Researcher @ Healthwise
Always be experimenting
The theme for our PanDE week was around experimentation. We were empowered to choose a problem, write a hypothesis, track how we would validate or invalidate the experiment, and map out the appropriate next steps. This gave us a light weight way to test out ideas that treated failure as just another step in the process. This environment gave the team the confidence and space to develop the instant highlight reel feature. We had all the necessary pieces right in front of us and using the experiment lens helped us see the bigger picture.
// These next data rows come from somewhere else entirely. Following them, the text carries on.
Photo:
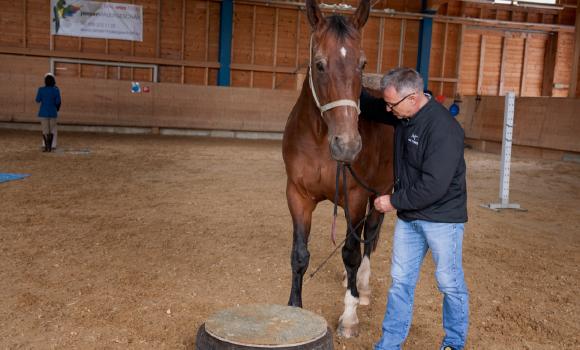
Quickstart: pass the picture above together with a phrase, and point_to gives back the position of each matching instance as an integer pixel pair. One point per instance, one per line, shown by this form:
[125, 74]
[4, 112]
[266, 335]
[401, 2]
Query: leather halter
[330, 105]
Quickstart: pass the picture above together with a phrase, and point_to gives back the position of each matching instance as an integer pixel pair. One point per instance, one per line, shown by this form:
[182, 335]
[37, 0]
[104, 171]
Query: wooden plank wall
[90, 101]
[535, 131]
[270, 44]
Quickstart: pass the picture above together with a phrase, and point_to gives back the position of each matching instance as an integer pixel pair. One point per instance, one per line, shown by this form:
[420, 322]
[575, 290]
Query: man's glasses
[393, 105]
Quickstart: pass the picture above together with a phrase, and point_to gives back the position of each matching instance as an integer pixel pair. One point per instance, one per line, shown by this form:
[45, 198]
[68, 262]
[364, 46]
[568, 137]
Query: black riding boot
[45, 138]
[49, 138]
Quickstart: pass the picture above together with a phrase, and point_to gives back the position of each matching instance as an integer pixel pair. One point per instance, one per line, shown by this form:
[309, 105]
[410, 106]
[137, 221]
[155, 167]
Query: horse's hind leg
[301, 210]
[371, 230]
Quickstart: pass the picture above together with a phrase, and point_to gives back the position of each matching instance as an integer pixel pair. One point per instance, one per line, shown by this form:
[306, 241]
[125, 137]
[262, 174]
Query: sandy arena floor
[134, 244]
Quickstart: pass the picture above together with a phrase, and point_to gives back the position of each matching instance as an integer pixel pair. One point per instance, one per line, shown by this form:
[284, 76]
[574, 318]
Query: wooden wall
[543, 127]
[470, 54]
[90, 101]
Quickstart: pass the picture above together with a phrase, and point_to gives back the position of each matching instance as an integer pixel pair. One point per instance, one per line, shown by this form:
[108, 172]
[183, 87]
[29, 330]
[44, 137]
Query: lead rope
[340, 168]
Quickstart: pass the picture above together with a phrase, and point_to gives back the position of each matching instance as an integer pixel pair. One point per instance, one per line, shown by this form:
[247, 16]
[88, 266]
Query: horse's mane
[339, 26]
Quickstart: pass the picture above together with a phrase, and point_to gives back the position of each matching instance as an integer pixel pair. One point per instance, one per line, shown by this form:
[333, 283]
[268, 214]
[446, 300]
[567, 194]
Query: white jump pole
[506, 155]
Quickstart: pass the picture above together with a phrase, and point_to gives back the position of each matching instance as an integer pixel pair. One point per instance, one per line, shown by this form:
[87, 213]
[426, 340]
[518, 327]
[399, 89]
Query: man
[430, 199]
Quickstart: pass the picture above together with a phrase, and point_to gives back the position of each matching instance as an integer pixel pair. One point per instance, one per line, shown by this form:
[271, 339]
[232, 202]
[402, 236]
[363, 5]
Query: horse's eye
[363, 64]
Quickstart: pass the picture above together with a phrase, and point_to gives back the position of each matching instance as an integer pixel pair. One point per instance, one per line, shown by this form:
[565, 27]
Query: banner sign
[107, 20]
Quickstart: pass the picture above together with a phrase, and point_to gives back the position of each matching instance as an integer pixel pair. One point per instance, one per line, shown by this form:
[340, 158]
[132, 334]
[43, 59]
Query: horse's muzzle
[345, 149]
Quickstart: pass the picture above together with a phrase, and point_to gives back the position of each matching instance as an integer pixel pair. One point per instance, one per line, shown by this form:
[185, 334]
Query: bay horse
[324, 128]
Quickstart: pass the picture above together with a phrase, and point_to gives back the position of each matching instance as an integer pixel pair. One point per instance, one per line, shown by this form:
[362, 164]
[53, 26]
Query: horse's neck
[309, 114]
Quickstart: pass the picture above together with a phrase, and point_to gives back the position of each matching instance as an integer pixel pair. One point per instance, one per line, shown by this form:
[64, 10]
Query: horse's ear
[314, 14]
[362, 14]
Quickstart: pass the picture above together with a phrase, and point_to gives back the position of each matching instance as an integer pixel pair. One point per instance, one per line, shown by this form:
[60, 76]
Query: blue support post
[225, 48]
[424, 52]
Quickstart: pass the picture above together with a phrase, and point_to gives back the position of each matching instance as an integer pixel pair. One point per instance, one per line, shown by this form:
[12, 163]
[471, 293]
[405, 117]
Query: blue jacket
[49, 99]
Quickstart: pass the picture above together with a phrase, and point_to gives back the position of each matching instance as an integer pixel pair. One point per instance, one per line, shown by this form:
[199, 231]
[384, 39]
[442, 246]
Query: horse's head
[336, 65]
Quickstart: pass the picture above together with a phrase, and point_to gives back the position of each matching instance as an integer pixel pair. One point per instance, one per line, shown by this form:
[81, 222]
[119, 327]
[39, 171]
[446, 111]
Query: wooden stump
[264, 327]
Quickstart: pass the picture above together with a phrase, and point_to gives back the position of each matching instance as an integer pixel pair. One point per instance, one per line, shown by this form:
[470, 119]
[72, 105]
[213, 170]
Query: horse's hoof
[364, 300]
[349, 331]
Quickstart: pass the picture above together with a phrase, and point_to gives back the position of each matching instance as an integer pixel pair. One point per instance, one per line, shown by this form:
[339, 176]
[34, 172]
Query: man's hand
[383, 204]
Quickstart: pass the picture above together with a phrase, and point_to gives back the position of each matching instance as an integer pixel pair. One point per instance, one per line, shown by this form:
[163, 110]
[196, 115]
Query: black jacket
[429, 166]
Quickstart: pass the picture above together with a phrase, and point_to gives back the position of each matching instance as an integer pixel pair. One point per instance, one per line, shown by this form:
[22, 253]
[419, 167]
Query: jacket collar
[420, 114]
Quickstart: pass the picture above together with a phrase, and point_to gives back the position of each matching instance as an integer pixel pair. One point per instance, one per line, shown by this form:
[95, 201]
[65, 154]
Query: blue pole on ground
[225, 47]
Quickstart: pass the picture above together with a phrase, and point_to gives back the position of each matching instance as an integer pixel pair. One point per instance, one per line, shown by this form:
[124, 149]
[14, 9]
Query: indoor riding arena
[161, 200]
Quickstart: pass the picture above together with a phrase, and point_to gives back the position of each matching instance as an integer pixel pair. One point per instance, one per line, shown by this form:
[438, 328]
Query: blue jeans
[411, 242]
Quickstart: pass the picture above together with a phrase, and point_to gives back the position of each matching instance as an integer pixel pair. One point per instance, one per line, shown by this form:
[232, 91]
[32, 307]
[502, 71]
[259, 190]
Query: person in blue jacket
[49, 98]
[430, 199]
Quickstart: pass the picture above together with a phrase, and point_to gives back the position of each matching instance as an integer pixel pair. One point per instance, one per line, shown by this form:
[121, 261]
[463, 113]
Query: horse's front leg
[371, 232]
[301, 209]
[351, 256]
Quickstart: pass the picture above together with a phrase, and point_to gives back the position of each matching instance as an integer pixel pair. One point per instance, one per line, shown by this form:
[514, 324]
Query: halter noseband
[330, 105]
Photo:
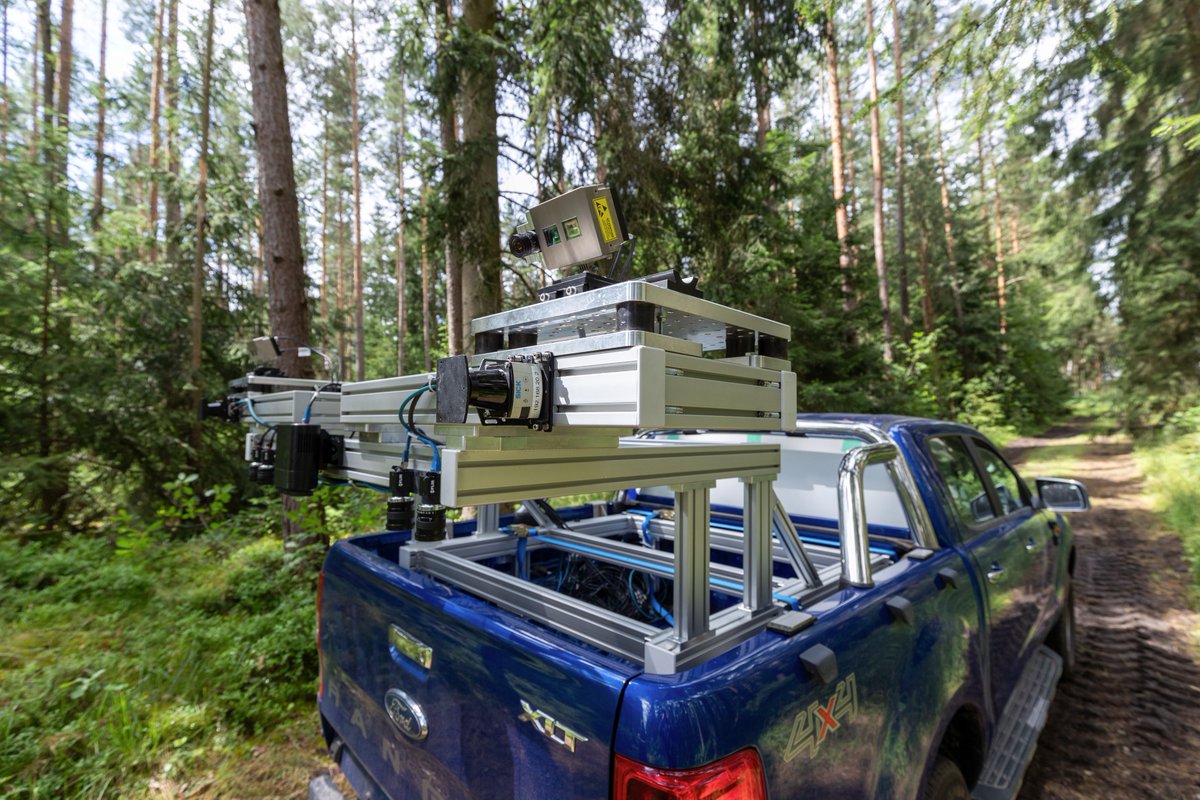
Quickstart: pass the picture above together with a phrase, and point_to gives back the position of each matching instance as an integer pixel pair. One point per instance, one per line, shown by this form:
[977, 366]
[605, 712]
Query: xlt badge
[407, 714]
[550, 727]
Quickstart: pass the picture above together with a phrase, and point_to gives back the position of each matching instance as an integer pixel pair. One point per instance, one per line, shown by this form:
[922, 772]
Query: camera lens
[523, 245]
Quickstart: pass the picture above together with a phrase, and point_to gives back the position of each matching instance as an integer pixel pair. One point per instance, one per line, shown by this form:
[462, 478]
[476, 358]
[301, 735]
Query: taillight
[735, 777]
[321, 657]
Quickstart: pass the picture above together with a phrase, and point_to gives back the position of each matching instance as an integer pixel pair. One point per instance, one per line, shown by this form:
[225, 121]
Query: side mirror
[1062, 494]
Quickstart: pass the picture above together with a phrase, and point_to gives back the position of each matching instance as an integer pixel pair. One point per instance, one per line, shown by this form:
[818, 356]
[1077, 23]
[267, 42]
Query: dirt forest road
[1127, 725]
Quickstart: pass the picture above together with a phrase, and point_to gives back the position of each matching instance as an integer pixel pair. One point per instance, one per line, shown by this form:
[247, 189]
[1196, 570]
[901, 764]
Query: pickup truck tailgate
[511, 709]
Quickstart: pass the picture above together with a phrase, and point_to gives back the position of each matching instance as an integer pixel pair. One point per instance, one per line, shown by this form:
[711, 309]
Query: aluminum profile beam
[856, 555]
[592, 313]
[480, 476]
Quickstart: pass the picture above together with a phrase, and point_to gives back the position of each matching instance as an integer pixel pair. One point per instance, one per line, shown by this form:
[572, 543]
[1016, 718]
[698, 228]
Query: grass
[156, 667]
[1170, 459]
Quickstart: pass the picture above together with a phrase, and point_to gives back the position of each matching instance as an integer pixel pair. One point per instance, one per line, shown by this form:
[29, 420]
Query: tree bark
[288, 300]
[901, 252]
[881, 264]
[288, 307]
[401, 268]
[324, 218]
[155, 132]
[97, 181]
[839, 174]
[173, 214]
[1001, 281]
[202, 186]
[342, 352]
[35, 88]
[448, 120]
[928, 320]
[761, 78]
[480, 145]
[4, 89]
[359, 330]
[426, 314]
[948, 218]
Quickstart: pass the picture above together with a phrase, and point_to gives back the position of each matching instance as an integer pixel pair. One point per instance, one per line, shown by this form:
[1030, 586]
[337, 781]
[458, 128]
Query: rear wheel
[1062, 637]
[946, 782]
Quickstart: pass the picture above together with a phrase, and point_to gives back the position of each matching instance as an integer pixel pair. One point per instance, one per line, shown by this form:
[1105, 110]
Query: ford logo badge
[407, 714]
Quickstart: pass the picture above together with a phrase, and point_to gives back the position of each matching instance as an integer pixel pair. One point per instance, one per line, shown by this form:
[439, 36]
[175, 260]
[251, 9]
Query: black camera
[525, 244]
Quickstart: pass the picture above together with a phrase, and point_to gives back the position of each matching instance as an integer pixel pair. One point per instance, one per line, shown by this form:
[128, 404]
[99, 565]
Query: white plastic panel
[808, 479]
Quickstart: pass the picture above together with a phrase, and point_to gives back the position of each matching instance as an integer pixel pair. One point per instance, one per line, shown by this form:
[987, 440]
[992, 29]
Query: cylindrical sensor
[400, 513]
[431, 523]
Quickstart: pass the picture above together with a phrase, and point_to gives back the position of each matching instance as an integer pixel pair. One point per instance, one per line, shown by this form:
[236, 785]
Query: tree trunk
[481, 206]
[288, 307]
[63, 107]
[359, 331]
[927, 284]
[324, 218]
[341, 289]
[171, 107]
[4, 89]
[401, 268]
[901, 253]
[839, 173]
[202, 187]
[1001, 281]
[948, 218]
[881, 264]
[35, 89]
[288, 304]
[97, 181]
[46, 34]
[448, 119]
[155, 132]
[426, 314]
[761, 78]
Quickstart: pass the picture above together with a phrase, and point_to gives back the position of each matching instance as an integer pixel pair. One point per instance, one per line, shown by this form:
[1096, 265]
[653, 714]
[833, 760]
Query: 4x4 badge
[407, 714]
[547, 726]
[819, 720]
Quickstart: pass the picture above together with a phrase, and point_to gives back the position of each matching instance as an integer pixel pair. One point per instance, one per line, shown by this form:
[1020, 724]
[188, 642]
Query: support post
[757, 559]
[691, 560]
[487, 518]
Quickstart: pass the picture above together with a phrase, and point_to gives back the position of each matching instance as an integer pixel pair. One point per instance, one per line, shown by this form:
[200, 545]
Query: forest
[964, 210]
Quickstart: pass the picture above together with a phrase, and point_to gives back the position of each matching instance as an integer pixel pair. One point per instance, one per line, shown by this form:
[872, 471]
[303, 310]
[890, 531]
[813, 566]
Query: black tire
[1062, 636]
[946, 782]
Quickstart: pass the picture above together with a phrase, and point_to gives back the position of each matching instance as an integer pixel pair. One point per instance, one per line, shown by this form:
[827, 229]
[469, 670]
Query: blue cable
[250, 405]
[521, 559]
[420, 434]
[663, 612]
[649, 566]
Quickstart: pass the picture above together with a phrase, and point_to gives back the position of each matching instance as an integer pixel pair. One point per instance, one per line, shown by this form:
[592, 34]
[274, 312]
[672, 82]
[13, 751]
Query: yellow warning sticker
[607, 228]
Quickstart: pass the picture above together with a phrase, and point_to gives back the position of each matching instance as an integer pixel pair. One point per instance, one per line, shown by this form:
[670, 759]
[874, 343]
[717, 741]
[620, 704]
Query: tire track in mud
[1127, 723]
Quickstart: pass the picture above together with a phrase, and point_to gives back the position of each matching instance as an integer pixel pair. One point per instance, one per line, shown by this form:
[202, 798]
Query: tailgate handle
[821, 662]
[409, 647]
[901, 609]
[949, 578]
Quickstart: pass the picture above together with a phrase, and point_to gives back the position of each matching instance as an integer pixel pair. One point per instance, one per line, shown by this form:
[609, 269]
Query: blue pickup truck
[917, 654]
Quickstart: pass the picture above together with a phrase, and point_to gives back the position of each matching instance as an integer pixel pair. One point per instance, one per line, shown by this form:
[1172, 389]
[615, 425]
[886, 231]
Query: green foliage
[120, 667]
[1170, 459]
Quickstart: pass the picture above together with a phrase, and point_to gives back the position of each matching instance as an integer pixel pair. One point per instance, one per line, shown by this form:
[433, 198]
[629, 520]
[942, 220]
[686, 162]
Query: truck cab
[868, 681]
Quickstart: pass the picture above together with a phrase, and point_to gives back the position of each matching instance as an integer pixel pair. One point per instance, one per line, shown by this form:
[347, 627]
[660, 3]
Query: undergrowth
[1170, 458]
[135, 659]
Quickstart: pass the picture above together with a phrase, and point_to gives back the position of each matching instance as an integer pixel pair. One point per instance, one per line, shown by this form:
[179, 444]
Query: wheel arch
[963, 740]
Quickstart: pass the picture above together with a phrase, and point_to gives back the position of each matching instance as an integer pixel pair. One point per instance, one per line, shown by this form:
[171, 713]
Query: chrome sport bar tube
[856, 555]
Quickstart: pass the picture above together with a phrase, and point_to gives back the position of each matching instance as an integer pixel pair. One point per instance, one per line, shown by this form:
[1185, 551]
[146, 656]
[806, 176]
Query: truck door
[1033, 531]
[994, 533]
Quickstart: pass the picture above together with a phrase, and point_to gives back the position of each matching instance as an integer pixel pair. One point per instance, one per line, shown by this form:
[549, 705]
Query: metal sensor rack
[624, 358]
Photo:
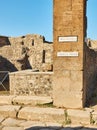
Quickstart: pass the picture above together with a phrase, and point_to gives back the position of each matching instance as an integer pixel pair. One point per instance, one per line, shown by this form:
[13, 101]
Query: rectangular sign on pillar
[68, 53]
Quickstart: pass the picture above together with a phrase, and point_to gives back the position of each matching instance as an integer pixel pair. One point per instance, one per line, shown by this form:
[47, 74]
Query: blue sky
[21, 17]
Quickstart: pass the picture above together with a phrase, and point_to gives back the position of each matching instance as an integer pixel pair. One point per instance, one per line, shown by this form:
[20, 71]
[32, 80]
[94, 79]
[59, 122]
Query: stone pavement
[38, 113]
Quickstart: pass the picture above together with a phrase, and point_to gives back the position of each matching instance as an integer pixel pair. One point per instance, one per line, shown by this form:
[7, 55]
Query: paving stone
[79, 116]
[31, 100]
[13, 128]
[42, 114]
[6, 100]
[29, 124]
[12, 122]
[9, 110]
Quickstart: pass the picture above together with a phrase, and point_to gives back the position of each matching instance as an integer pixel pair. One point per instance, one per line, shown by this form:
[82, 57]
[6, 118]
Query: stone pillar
[69, 35]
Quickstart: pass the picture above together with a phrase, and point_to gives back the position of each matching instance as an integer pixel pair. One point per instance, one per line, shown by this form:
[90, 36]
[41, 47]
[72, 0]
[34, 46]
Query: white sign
[68, 39]
[67, 54]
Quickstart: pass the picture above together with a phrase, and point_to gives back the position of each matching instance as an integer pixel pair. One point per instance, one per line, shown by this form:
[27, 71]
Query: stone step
[24, 100]
[47, 114]
[9, 110]
[42, 114]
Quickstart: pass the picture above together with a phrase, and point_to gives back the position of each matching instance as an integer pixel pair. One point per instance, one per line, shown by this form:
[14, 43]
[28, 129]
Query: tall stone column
[69, 37]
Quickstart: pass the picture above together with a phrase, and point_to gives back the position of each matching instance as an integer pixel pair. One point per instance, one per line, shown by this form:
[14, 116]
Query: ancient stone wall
[27, 82]
[69, 38]
[26, 52]
[90, 67]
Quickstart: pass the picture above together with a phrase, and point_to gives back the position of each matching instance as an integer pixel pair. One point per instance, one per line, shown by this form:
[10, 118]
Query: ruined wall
[26, 52]
[32, 83]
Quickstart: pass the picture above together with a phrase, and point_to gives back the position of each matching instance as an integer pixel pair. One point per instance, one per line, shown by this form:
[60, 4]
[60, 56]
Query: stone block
[42, 114]
[31, 100]
[79, 116]
[12, 122]
[9, 110]
[30, 124]
[68, 85]
[12, 128]
[6, 100]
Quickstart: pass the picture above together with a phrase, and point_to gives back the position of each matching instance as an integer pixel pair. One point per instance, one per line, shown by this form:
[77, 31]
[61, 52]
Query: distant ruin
[65, 70]
[25, 52]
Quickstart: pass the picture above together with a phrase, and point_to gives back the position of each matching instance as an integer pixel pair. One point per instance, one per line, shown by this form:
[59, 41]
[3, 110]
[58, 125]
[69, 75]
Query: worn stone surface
[30, 124]
[1, 118]
[31, 100]
[25, 52]
[31, 83]
[68, 70]
[79, 116]
[6, 100]
[13, 128]
[42, 114]
[12, 122]
[9, 110]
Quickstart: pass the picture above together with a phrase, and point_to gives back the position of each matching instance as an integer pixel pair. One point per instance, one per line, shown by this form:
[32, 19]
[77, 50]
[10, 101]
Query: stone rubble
[19, 113]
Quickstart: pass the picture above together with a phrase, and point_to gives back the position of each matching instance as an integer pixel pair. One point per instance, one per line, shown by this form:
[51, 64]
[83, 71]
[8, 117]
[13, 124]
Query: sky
[21, 17]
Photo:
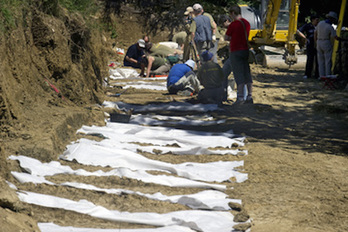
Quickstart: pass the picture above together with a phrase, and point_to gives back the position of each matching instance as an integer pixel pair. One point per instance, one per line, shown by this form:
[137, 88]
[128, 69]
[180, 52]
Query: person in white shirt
[324, 36]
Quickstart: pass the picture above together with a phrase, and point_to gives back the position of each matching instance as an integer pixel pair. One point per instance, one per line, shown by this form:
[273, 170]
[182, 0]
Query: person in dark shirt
[211, 77]
[134, 56]
[307, 32]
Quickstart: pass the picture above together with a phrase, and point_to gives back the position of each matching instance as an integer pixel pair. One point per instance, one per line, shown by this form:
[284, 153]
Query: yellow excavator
[274, 25]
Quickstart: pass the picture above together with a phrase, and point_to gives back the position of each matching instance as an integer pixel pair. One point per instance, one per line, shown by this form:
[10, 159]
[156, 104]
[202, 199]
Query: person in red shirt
[237, 33]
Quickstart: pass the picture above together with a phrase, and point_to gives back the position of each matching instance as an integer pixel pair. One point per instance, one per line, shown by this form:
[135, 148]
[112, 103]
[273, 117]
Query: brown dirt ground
[296, 130]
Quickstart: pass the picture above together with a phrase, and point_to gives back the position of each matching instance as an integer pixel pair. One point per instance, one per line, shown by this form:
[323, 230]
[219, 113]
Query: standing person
[307, 32]
[187, 25]
[156, 65]
[237, 33]
[134, 56]
[182, 80]
[201, 30]
[211, 77]
[324, 35]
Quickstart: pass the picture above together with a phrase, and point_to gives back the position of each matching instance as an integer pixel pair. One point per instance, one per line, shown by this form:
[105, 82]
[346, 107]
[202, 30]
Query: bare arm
[150, 60]
[129, 59]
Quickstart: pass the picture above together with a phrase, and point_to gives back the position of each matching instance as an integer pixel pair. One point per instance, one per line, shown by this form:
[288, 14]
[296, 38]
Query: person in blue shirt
[134, 56]
[182, 80]
[307, 32]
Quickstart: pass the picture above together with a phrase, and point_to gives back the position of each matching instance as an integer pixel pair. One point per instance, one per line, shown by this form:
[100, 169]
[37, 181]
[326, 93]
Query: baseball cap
[188, 10]
[141, 43]
[197, 7]
[332, 14]
[206, 55]
[190, 63]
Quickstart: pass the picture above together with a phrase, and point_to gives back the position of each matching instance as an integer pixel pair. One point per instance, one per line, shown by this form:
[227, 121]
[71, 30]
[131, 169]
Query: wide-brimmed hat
[141, 43]
[332, 14]
[206, 55]
[188, 10]
[190, 63]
Understand the problem and the solution will come
Anthony Raad, a staff UX researcher was instrumental in the success of this project. He gave us a look inside the mind of our customers through filtered feedback and interviews. By the time we exited the understand phase we knew the key features that would improve the experience for a lot of our customers. Brian, our fearless PM, led the charge on defining and scoping this opportunity to ensure we were focusing on solving the right things. By the time it came to put pixels on the screen our solution so solid that it had customers asking, “when can I have this?” Working in this way made it incredibly easy for me to always map everything back to customer value.
Show your work
Our company is founded on the philosophy that getting feedback will make your product better. Feedback can come from anywhere and it was important for us to filter that feedback, especially internal feedback. We got a pretty strong signal from our early surveys and interviews that were were some unmet needs in the highlight reel. In a priority planning meeting a key stakeholder wasn’t so sure there was enough of a need here. The proposed solve was to do the bare minimum and move on to other pressing projects. These conversations are always challenging, when comparing a few top-level items how does a company choose where to invest time and money? However, as a team we felt this was an important initiative. We built our case around why we should make this investment and why we should make it now. We used the product as our customers do and presented clips of our interviews in the next planning meeting. Seeing the frustrated looks as our customers used the existing product and the hopefulness of their voice as they used our proposed vision was enough to convince that stakeholder that this was worth building.